While drumming and dancing, the supporters carried placards, some of which read: “JM TWASO na NDUOM Ntoaso’’, “Embrace change, vote Dr Nduom for REAL JOBS’’.
Dr Nduom has filed an application for judicial review praying the High Court to quash the EC’s decision to disqualify him from contesting the December 7, 2016 presidential election.
He also wants the court to restrain the EC from proceeding with balloting for positions on the ballot paper for the 2016 presidential election.
The applicant wants a further order directed at the Chairperson of the EC, Mrs Charlotte Osei, to grant him (Dr Nduom) “the opportunity to amend and alter the one anomaly” found in his nomination papers, as well as accept his nomination forms as amended and/or altered, to enable him to contest the December 7, 2016 election.
Ms Brigitte Dzogbenuku (2nd left), the running mate of the PPP presidential aspirant, and some members of the party leaving the court premises after yesterday’s proceedings. Picture: EMMANUEL EBO HAWKSON
The EC, on Monday, October 10, 2016, disqualified Dr Nduom and 11 other presidential aspirants from contesting the December 7, 2016 elections for various reasons, ranging from forgery to impersonation and perjury.
But the applicant is accusing the respondents of breaching the rules of natural justice and failing to live within the requirement as imposed by law.
He is also bringing the action on the ground that, per the records available, the respondents erred.

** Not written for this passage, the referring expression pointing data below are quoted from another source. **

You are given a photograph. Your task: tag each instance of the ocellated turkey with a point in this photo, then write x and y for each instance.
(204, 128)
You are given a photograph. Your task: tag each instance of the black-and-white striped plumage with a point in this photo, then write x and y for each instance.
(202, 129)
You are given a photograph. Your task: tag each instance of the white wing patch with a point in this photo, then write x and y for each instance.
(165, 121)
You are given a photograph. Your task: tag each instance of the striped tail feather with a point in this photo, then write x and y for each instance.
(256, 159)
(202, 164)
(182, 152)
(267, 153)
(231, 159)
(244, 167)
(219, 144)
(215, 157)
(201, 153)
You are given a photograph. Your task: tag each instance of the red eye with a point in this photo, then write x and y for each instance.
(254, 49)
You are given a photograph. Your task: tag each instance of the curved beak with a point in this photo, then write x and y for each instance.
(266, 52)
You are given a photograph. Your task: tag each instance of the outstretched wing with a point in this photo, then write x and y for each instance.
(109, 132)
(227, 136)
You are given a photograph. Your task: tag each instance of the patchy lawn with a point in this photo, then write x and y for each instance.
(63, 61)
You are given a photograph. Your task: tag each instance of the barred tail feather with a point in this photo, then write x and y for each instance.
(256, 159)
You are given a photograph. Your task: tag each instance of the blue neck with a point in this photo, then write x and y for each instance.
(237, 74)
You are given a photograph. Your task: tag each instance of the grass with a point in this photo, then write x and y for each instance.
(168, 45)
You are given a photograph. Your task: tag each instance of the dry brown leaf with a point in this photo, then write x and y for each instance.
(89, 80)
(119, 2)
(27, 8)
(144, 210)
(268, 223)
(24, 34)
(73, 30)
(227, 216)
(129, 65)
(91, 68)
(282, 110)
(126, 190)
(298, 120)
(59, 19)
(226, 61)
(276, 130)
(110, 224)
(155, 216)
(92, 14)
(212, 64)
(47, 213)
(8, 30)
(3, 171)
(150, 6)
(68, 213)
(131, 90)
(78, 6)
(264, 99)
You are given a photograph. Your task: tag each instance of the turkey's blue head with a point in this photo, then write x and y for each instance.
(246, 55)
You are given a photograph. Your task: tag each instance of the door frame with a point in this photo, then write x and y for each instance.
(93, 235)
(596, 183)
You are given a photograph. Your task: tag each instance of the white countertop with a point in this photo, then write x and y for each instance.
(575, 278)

According to the EC, the PPP presidential aspirant’s call on the High Court to quash the EC’s decision to disqualify him from contesting the December 7, 2016 presidential election was incompetent and must, therefore, not be granted.
The EC, in an affidavit in opposition sworn on its behalf by Mrs Osei, is asking the court to declare that “the applicant’s instant motion is woefully incompetent and does not properly invoke the jurisdiction of the court for the reliefs sought and that being an originating process, our lawyers shall, in the course of responding to the application at its hearing, pray the court to dismiss the application in limine”.
According to the EC, Dr Nduom was seeking judicial sanction for his inexcusable and reprehensible conduct in submitting his nomination forms on the very last day, hoping that the pressure of work on the day would render it impracticable for the EC to detect that his nomination papers included impersonated subscribers.
Describing Dr Nduom’s conduct as “despicable”, the EC said he did not deserve any favourable exercise of the court's discretionary power, especially when the EC acted strictly in accordance with law and in accordance with its constitutional and statutory mandate.
Vehemently opposing Dr Nduom’s application, the EC said the electoral calendar had already suffered some delay by reason of lawsuits, and for that reason suits like Dr Nduom’s would further derail the electoral process.